Translate

martedì 3 gennaio 2012

CRISI: BERSANI, BASTA MANOVRE, ORA PER RIFORME DIALOGO SOCIALE




CRISI: BERSANI, BASTA MANOVRE, ORA PER RIFORME DIALOGO SOCIALE =
SOLIDAREITA' E' INDISPENSABILE, PUNTARE RIFLETTORI SU CHI E' IN
DIFFICOLTA'

Roma, 3 gen. (Adnkronos) - L'Italia ha dinanzi a se' un anno
"arduo e non semplice da interpretare"; bisogna procedere sulla base
del dialogo sociale: "continueremo con le nostre riforme e ci
riserviamo ogni ulteriore iniziativa per rafforzare la nostra
credibilita'. Ma non faremo piu' manovre. A chi raggiunge il 5% di
avanzo primario che cosa altro si puo' chiedere?". Lo afferma il
segretario del Pd Pierluigi Bersani in una lettera a La Repubblica.

"Salvare l'Italia -aggiunge Bersani- e' possibile solo se
cambiamento e coesione si danno la mano"; "emergenza e transizione
pretendono una forma particolare di dialogo sociale, tale da
sollecitare partecipazione e corresponsabilita', salvaguardando
comunque la decisione tempestiva. Noi non pretendiamo il cento per
cento di quel che faremmo, e cosi' sara' per gli altri. Ma la
trasparenza e la chiarezza servono a tutti".

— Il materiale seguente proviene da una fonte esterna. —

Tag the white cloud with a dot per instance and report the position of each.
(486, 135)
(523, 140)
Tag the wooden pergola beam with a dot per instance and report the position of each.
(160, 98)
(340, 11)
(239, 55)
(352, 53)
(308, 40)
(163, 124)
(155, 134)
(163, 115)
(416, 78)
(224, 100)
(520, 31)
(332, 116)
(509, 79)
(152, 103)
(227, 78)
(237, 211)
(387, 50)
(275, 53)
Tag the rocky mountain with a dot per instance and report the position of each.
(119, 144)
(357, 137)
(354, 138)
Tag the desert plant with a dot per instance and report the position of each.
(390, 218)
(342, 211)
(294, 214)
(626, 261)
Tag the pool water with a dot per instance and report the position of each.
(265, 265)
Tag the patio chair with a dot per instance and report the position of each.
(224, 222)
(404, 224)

Occorre dunque dialogo tra governo e Parlamento, tra esecutivo e
parti sociali, tra le stesse forze politiche, senza dimenticare che
"la solidarieta' -sottolinea Bersani-e' la materia prima di una
comunita', e' cio' che la distingue da un'accozzaglia anarchica di
interessi. Se vogliamo farcela, tutti assieme, i riflettori vanno
dunque puntati su chi e' piu' in difficolta'. Bisogna predisporre
l'aiuto a chi sta vivendo e vivra' le condizioni piu' difficili, come
l'assenza di lavoro, l'insufficienza di reddito o una disabilita'
abbandonata. Su questo, non ci siamo ancora. Occorre fare di piu',
cominciando col cancellare qualche inutile asprezza di alcune misure
gia' adottate che suscitano giusto risentimento". (segue)

(Pol/Ct/Adnkronos)
03-GEN-12 08:34

NNNN
CRISI: BERSANI, BASTA MANOVRE, ORA PER RIFORME DIALOGO SOCIALE (2) =
SERIA E RAPIDA DIFESA DELL'EURO O SARA' IL DISASTRO

(Adnkronos) - Per il segretario del Pd lo scenario europeo resta
elemento primario nell'agenda della politica italiana: "fino ad ora le
decisioni sono state deboli. L'agenda da qui a marzo di per se' non
rassicura. Nelle opinioni pubbliche e' ancora dura come il marmo
quell'ideologia difensiva e di ripiegamento che le destre europee
hanno coltivato, ricavandone inutili vittorie, e che i progressisti
non hanno potuto o saputo contrastare, ricavandone larghe e dolorose
sconfitte. Inutile illudersi. O si mette in comune rapidamente e
seriamente la difesa dell'euro o sara' il disastro".

Per garantire stabilita' e credibilita' alle istituzioni,
osserva Bersani, si deve guardare a "parametri europei nei costi della
politica, di riduzione del numero dei Parlamentari, di riforma del
bicameralismo, di radicale aggiornamento dei regolamenti parlamentari
e, alla luce delle prossime decisioni della Corte, di riforma
elettorale". Su tutto questo, conclude il segretario del Pd, "esistono
proposte e appaiono possibili convergenze significative".